4.19.2009

The Folds of Language

I have lived with Deleuze's fold for over a dozen years. At times, its power as a figure speaks to me immediately, eloquently.

I was drinking tequila with the good Dr. L Green the other evening as we were discussing how best to perform becoming. To render it visually seemed right and, at the risk of offense, easy. But to express it linguistically posed a completely different challenge: how to perform becoming without naming and yet still being in language which necessarily names.

This may be obvious. We may all know this already: language describes and does, at the same time but not necessarily in the same breath (to say I'm cool does not make me cool — an yet to say I'm cool does do something, is itself part and parcel of becoming). But, as I said, at certain times the power of this idea resonates with me, a harmonic convergence that makes my entire body vibrate.
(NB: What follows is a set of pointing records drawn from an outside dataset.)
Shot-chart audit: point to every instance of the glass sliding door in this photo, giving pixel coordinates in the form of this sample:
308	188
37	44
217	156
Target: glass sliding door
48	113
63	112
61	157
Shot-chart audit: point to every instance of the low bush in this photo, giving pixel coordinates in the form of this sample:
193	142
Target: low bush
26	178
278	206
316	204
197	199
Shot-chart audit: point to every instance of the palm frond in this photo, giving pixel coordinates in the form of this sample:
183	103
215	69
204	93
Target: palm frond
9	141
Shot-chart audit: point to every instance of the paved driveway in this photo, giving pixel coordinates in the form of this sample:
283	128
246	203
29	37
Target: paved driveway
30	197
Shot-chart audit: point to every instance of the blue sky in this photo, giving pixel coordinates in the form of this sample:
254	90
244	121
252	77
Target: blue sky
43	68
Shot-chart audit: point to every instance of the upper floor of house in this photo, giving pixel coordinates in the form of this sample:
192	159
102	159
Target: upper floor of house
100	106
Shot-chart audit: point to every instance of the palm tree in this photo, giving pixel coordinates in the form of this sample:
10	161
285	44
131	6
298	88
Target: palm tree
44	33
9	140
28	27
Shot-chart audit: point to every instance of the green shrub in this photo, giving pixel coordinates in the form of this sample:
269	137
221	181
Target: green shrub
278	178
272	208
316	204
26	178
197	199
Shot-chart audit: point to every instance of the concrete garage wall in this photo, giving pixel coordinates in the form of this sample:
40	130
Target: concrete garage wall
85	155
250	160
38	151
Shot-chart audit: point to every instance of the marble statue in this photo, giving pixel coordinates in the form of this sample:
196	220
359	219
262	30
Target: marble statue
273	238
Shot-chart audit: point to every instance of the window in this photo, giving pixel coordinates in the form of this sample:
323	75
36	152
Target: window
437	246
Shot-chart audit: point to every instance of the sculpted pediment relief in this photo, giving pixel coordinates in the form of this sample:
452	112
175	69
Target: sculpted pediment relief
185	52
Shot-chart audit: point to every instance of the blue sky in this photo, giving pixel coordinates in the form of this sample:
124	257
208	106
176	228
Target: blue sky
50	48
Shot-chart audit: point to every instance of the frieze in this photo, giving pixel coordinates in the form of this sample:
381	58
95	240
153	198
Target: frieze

Which is perhaps the point: the idea is folded through the body.

Folds upon folds.

The descriptive power of language — the meta — folds into its own materiality — its performativity, yes, but also its palpability — to form a sense event that is at once meta and material. And that is precisely what that very idea does to me: I understand it, yes, but I experience it as well, the idea itself a sensual affect that does not efface the ideality of the idea.

If that makes sense.

To speak, to write, is to fold. Such is language. It does not first name and then perform. Nor does it perform and then name. Neither precedes the other; neither effaces the other. The meta and the material are folded in every inscription, in every utterance, in ever different ways, at every different angles.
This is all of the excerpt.